Quando o ouvi tocar pela primeira
vez era Natal, e a melodia me encantara. Eu não tinha trocados, não pude lhe
agradecer a música concedida. Mas a melodia ficou em mim. Depois, vez por outra,
ele estava tocando em algum lugar das ruas por onde eu passava. E se de início
havia muitas pessoas em volta admirando-o, depois tornou-se figurinha fácil,
outros concorrentes surgiram e as pessoas foram perdendo o interesse.
Mas eu não.
Eu nunca parava, não conseguia, mas
a música sempre chamava a minha atenção, me acompanhando enquanto seguia meu
caminho. Por alguma razão estranha passei a olhar bem dentro dos seus olhos
quando nossos caminhos se cruzavam; ele parado, eu seguindo, buscando em sua face o rosto de um velho amigo. Tornou-se
tão conhecido para mim que quando o encontrava sem os seus instrumentos, minha
memória enviava a mensagem de que era alguém de quem eu gostava. “Quem é ele,
de onde eu o conheço?” eu me perguntava. “Ah, já sei, é o violinista”.
Fantasiei-lhe uma história digna dos
heróis românticos do século XIX, os músicos boêmios, que tentavam a sorte de
lugar em lugar, despedaçando-se em amores vãos ou em busca do sentido na vida. Eu
o vejo em silencio, embriagado de alegria por uma nova composição, sozinho em
um quarto mal arrumado, em uma pensão em decadência. Pode parecer estranho, mas
é um pensamento que me dá paz, me leva a um estado de eterno Natal, onde a
música e a poesia são os ingredientes de um viver feliz.

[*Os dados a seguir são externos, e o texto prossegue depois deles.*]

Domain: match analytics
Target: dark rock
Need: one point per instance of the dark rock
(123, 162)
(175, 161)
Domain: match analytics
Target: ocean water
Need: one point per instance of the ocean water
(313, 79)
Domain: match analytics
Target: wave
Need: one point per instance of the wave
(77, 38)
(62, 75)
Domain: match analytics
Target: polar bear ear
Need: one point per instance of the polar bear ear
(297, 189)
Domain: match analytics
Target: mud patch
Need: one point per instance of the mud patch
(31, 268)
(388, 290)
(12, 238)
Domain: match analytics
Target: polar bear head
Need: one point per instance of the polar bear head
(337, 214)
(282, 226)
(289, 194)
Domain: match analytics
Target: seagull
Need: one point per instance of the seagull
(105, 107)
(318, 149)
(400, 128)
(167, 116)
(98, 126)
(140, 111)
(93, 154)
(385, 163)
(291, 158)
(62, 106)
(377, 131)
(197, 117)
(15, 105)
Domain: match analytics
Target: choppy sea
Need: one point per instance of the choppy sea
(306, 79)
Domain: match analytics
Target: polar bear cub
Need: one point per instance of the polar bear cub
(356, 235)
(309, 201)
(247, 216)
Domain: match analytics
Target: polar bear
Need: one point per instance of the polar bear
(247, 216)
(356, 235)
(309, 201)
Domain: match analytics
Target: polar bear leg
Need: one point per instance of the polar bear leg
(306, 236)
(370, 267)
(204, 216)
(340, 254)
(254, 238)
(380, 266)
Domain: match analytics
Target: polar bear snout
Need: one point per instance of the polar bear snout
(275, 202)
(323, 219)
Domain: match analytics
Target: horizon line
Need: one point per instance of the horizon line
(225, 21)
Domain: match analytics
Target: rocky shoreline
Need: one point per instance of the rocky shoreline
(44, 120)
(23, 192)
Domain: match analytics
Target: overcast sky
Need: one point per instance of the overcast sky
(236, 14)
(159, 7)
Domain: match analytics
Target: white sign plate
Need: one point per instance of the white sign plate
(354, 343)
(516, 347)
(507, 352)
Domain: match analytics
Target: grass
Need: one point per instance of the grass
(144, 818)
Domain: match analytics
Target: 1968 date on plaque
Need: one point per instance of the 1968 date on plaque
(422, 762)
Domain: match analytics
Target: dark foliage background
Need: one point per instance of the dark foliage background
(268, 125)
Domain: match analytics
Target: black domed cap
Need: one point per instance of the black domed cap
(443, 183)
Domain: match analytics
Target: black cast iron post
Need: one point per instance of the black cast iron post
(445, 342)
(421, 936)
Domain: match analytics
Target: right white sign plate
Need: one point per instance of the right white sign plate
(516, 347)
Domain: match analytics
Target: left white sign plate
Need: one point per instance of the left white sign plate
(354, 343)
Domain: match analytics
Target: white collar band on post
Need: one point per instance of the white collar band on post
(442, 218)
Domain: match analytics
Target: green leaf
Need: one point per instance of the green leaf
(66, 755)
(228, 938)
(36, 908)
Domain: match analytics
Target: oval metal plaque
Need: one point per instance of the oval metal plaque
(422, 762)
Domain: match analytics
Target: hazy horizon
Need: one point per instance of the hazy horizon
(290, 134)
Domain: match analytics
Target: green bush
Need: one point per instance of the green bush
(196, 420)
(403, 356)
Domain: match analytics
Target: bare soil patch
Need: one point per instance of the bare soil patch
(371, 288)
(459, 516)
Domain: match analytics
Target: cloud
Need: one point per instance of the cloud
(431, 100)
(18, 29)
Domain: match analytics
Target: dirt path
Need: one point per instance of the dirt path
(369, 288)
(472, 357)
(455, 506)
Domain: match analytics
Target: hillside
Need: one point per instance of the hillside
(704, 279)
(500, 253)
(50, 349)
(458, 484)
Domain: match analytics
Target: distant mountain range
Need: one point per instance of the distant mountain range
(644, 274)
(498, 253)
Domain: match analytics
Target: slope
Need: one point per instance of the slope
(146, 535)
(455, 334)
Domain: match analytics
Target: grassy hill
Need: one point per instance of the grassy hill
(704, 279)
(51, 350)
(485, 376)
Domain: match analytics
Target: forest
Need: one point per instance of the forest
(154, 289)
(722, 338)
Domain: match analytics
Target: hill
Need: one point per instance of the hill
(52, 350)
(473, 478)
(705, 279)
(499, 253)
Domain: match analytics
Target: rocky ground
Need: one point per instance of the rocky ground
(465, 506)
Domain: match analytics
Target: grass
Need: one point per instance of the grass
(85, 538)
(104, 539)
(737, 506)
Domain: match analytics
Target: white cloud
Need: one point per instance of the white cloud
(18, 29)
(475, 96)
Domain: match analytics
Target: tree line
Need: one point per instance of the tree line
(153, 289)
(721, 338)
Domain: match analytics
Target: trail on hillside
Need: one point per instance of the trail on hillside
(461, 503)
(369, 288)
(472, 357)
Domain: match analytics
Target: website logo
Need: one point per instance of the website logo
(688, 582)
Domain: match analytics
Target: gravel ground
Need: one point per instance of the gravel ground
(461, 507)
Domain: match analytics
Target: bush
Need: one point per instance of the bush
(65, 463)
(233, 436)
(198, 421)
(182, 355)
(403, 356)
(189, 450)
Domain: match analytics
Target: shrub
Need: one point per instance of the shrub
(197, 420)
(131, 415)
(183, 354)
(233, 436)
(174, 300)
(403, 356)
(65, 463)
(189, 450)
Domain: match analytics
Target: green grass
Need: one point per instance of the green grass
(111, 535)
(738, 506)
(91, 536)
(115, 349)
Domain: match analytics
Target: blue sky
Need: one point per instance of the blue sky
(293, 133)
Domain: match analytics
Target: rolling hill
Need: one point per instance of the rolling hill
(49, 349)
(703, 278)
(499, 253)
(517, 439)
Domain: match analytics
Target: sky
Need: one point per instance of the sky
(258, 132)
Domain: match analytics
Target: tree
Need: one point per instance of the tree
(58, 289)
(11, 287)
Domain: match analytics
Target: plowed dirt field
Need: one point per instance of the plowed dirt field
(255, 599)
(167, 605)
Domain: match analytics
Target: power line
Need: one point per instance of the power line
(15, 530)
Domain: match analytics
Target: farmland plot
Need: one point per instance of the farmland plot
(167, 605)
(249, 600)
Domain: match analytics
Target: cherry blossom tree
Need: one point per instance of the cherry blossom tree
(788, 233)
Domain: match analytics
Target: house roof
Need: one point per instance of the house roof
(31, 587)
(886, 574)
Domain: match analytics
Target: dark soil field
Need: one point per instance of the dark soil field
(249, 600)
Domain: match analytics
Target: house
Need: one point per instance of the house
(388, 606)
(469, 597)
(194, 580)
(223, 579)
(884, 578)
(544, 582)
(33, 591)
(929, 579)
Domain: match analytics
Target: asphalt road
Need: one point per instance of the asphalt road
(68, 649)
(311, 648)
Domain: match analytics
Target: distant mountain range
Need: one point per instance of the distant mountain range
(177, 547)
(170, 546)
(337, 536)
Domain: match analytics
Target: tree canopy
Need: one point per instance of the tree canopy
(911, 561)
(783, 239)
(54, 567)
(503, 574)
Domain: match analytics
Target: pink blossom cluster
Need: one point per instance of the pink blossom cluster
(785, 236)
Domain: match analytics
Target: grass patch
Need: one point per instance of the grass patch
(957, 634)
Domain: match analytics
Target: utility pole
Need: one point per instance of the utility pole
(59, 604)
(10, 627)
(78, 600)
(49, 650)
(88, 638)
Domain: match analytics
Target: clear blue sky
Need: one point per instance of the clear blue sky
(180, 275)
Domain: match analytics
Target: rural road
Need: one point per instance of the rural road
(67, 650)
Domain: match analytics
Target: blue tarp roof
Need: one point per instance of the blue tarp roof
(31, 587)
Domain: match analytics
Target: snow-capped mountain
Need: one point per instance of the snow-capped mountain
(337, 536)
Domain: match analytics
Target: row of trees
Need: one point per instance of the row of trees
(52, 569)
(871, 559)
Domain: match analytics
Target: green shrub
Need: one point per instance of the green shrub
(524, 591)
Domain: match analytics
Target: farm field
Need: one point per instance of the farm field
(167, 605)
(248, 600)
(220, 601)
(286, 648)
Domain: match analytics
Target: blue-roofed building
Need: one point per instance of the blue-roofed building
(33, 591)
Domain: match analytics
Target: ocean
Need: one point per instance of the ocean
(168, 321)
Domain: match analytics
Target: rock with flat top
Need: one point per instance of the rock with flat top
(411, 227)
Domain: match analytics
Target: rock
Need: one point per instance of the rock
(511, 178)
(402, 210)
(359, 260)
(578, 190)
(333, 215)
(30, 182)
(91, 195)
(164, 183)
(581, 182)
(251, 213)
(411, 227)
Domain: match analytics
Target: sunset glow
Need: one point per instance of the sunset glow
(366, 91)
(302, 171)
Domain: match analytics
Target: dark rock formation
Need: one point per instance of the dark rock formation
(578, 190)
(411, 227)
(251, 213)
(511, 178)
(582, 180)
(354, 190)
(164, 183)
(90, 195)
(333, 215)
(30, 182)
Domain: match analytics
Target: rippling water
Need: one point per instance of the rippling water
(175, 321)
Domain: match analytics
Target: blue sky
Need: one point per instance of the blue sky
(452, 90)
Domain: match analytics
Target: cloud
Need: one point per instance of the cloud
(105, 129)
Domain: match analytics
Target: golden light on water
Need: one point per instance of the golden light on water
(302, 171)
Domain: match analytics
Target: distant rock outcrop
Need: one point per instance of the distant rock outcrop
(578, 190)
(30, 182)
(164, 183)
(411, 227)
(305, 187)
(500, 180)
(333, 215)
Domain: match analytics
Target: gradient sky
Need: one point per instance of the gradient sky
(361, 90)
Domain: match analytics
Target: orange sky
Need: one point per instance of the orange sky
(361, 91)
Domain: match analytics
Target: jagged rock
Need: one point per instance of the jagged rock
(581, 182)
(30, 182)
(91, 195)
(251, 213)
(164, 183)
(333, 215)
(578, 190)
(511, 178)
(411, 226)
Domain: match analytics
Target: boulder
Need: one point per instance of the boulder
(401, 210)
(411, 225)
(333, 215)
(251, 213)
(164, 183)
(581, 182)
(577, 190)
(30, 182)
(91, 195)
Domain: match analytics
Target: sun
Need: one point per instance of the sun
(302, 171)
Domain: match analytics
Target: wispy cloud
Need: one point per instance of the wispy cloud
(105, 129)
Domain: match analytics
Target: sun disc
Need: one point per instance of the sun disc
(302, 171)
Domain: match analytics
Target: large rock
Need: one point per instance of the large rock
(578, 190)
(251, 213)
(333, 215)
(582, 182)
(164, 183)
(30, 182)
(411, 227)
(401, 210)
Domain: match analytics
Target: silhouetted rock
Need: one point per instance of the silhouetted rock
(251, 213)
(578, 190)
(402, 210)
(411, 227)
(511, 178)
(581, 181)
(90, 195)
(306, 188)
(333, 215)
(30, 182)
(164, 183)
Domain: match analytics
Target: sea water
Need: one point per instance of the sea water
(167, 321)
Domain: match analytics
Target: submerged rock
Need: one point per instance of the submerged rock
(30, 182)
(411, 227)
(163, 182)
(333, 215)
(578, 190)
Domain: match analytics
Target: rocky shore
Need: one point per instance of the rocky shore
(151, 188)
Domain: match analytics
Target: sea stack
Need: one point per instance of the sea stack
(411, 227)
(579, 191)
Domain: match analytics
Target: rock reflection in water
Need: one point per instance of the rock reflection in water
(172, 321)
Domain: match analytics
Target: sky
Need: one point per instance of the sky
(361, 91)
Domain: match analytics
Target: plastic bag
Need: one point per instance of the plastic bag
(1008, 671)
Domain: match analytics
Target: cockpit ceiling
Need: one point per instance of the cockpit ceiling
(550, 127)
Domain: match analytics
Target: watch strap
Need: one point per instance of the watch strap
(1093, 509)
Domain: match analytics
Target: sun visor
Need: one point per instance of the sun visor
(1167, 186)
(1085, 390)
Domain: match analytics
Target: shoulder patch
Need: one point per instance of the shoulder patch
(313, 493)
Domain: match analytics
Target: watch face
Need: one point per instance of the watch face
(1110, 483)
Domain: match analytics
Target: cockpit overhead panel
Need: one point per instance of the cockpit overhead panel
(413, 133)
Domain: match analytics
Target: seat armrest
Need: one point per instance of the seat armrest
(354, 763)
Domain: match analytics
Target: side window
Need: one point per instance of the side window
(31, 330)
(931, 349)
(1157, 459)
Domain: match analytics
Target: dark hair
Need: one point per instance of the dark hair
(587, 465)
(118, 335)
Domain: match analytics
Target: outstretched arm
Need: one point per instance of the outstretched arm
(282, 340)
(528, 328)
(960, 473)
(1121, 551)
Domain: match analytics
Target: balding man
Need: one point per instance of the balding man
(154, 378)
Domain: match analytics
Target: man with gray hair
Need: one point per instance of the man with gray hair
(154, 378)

Então eu viro para o lado, caio da
minha cama e acordo; afinal ele é somente um violinista de rua! Alguém que
resolveu ganhar algumas moedas em troca de demonstrar o seu trabalho. Nada sei
sobre ele além disso.
Ainda assim, quando o som da sua
música vier me chamar e nossos caminhos se cruzarem, meus olhos vão sempre
buscar os seus, minha boca vai abrir-se em um sorriso tímido, e eu seguirei
adiante. Até o dia em que, talvez, pare, e numa pausa entre suas canções, tome
coragem de finalmente lhe falar: “Como vai, meu amigo?”